RavenDB 3.5 Features: Data Exploration

time to read 3 min | 447 words

RavenDB is doing a pretty great job for being a production database, in fact, we have designed it upfront to only have features that make sense to have for robust production systems.

In particular, we don’t have any form of ad-hoc queries. A query always hits an index, so it is very fast. Even what we call dynamic queries in RavenDB are actually creating an index behind the scene. This is pretty awesome for normal production usage, but it does have some limitations when you want to explore the data. This can be because you are a developer trying to find a particular something, and you just want to quickly fire off random queries. You don’t care about the costs, and you don’t want to generate indexes.
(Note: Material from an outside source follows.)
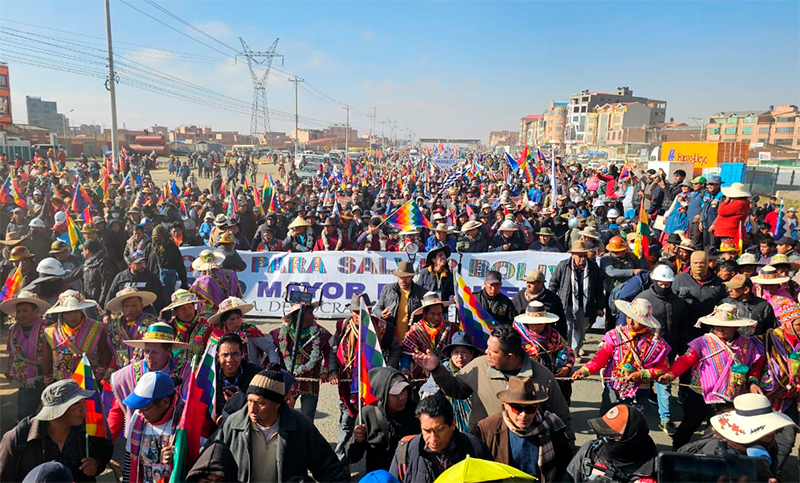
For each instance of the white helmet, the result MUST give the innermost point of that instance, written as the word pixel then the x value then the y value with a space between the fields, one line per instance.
pixel 36 223
pixel 662 273
pixel 51 267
Or you can be an admin that needs to get a particular report from the system and you want to play around with the details until you get everything right.

In order to serve those needs, RavenDB 3.5 is going to have a really nice feature, explicit data exploration.

For example, let us say that I want to count the number of unique words in all of my posts, I can do it using the following:

image

Note that the actual query is pretty meaningless, and I’m writing this at 1AM with a baby nearby that make funny noises, so the Linq statement there works, but can probably be better.

The point here is that to demo what is going on. We write a simple Linq statement, and can run it against our database, and then gather the results back. It is like having LinqPad directly inside the RavenDB studio. In fact, that is the number one scenario that we envision for this feature, replacing LinqPad usage by having a native capability.

Now, some caveats. As you can see, you can select to limit the query duration as well as the number of documents it will operate on. That give us a quick way to explore the data without putting too much load on the server. You can even take the output here and throw it directly to Excel. “Sam, can you give the a breakdown of orders this year by month and country? Just email me the Excel spreadsheet”.

Note that this is intended as a user feature, it isn’t something that we provide an API for. It is there for admins or developers that are figuring things out, an admin feature, not something that you want to use on production.